| For release: Sept 7, 2007
How Effective Has Monetary Policy Been?
ST. LOUIS, Mo. — Central banks
that have a specific, numeric target for inflation appear to have
a good record of hitting those targets, but an analysis from the
Federal Reserve Bank of St. Louis suggests that such targets may
not be a prerequisite for achieving low and stable inflation.
The analysis was conducted by Marcela M. Williams,
a senior research associate, and Robert H. Rasche, a senior vice
president and director of research at the Federal Reserve Bank of
St. Louis. Their research appears in the September/October issue
of Review, the Reserve Bank's bimonthly
journal of economic and business issues. The publication is also
available online at the St. Louis Fed's web site: http://research.stlouisfed.org/publications/review.
Williams and Rasche looked at 23 inflation-targeting
countries and measured the moving
average of their inflation rates. Generally speaking, they found
these countries have been quite successful at keeping their long-term
inflation rates within their target ranges.
The most successful in meeting their targets are
New Zealand, Norway, Switzerland, Thailand and the United Kingdom,
which have all maintained an average inflation rate well within
their target ranges, even before those ranges were explicitly defined.
The exceptions are Brazil, Mexico and the Philippines, while some
countries, such as Chile, Colombia and Hungary have been able to
bring their inflation rates down over time.
To assess the disposition on the subject by members
of the Federal Open Market Committee (FOMC), Williams and Rasche
compiled transcripts and public statements of various Fed officials
and FOMC members for the past decade or so.
Although the Fed does not set an explicit inflation
target, some Fed officials have publicly stated their preference
for doing so, including Governor Ben Bernanke, Dallas Fed President
Jeffrey Lacker, San Francisco Fed President Janet Yellen and Philadelphia
Fed President Anthony Santomero.
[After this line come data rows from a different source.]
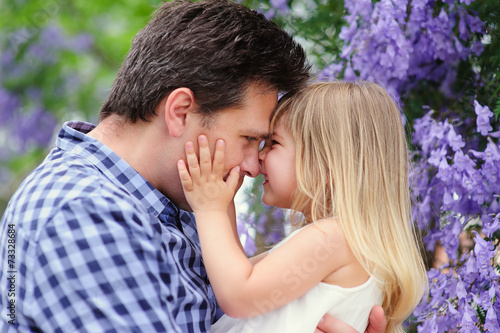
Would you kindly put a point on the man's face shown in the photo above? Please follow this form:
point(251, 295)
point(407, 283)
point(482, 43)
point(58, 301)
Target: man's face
point(242, 129)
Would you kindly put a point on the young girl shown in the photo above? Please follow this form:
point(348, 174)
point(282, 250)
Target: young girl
point(338, 155)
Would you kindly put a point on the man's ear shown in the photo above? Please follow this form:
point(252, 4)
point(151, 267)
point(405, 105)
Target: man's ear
point(178, 105)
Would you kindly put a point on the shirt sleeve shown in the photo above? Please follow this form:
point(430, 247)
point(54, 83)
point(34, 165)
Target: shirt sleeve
point(99, 266)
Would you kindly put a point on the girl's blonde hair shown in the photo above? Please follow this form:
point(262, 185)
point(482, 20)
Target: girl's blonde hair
point(352, 163)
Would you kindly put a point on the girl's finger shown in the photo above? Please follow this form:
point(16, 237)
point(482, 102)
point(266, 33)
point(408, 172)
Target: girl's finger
point(192, 161)
point(205, 158)
point(218, 167)
point(233, 178)
point(186, 181)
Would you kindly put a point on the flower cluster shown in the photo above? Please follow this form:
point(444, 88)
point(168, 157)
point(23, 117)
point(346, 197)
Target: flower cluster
point(399, 43)
point(26, 118)
point(457, 191)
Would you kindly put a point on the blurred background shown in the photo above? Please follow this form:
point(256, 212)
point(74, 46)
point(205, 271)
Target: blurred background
point(439, 59)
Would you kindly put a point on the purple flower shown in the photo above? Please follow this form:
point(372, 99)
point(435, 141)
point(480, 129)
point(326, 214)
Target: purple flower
point(483, 118)
point(9, 104)
point(491, 323)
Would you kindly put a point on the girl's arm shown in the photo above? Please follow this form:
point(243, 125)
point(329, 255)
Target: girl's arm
point(243, 289)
Williams and Rasche describe St.
Louis Fed President William Poole's statements regarding explicit
inflation targets as "ambivalent."
Governor Donald Kohn, among others, has expressed
opposition to an inflation target for the central bank.
Williams and Rasche emphasized that that the Fed's
success over the past two decades in stabilizing the inflation rate
without using explicit inflation targets would seem to question
the marginal benefit of targeting, at least in the United States.
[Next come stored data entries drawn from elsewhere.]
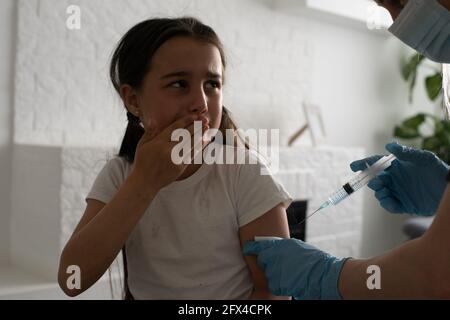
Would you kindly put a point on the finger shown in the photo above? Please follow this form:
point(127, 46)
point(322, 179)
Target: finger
point(181, 123)
point(255, 247)
point(359, 165)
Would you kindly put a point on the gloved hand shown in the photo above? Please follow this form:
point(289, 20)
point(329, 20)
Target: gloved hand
point(414, 183)
point(295, 268)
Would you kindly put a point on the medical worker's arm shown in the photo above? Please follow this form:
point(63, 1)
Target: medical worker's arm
point(415, 182)
point(417, 269)
point(273, 223)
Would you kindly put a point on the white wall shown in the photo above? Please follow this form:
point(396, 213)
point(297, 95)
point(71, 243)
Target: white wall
point(8, 36)
point(277, 60)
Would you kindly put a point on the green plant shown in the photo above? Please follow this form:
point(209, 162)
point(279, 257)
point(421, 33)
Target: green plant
point(438, 141)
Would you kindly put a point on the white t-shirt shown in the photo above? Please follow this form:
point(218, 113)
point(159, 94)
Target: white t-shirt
point(186, 245)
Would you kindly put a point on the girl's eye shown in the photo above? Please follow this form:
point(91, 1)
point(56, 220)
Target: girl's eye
point(213, 84)
point(178, 84)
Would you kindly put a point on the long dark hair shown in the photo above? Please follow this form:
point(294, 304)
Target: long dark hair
point(131, 62)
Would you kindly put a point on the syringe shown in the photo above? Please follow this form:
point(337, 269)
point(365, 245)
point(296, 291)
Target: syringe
point(356, 183)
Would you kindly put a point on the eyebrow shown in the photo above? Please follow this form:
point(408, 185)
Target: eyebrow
point(209, 74)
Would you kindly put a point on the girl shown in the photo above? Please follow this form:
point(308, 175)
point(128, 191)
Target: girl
point(181, 227)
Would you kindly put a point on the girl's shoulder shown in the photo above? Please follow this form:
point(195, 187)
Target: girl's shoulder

In addition, they surveyed historical research and
commentaries to examine why evidence of the effects of monetary
policy on output stabilization are so elusive. While a number of
studies show the contractionary effects of monetary policy, results
from econometric models often conflict with historical evidence,
and economists debate how to reconcile those discrepancies.
Finally, Williams and Rasche concluded that the case
for consistently effective short-run monetary stabilization policies
is problematic because there are just too much uncertainties in
the environment in which central banks operate.
With branches in Little Rock, Louisville and Memphis, the Federal
Reserve Bank of St. Louis serves the Eighth Federal Reserve District,
which includes all of Arkansas, eastern Missouri, southern Indiana,
southern Illinois, western Kentucky, western Tennessee and northern
Mississippi. The St. Louis Fed is one of 12 regional Reserve banks
that, along with the Board of Governors in Washington, D.C., comprise
the Federal Reserve System. As the nation’s central bank,
the Federal Reserve System formulates U.S. monetary policy, regulates
state-chartered member banks and bank holding companies, and provides
payment services to financial institutions and the U.S. government.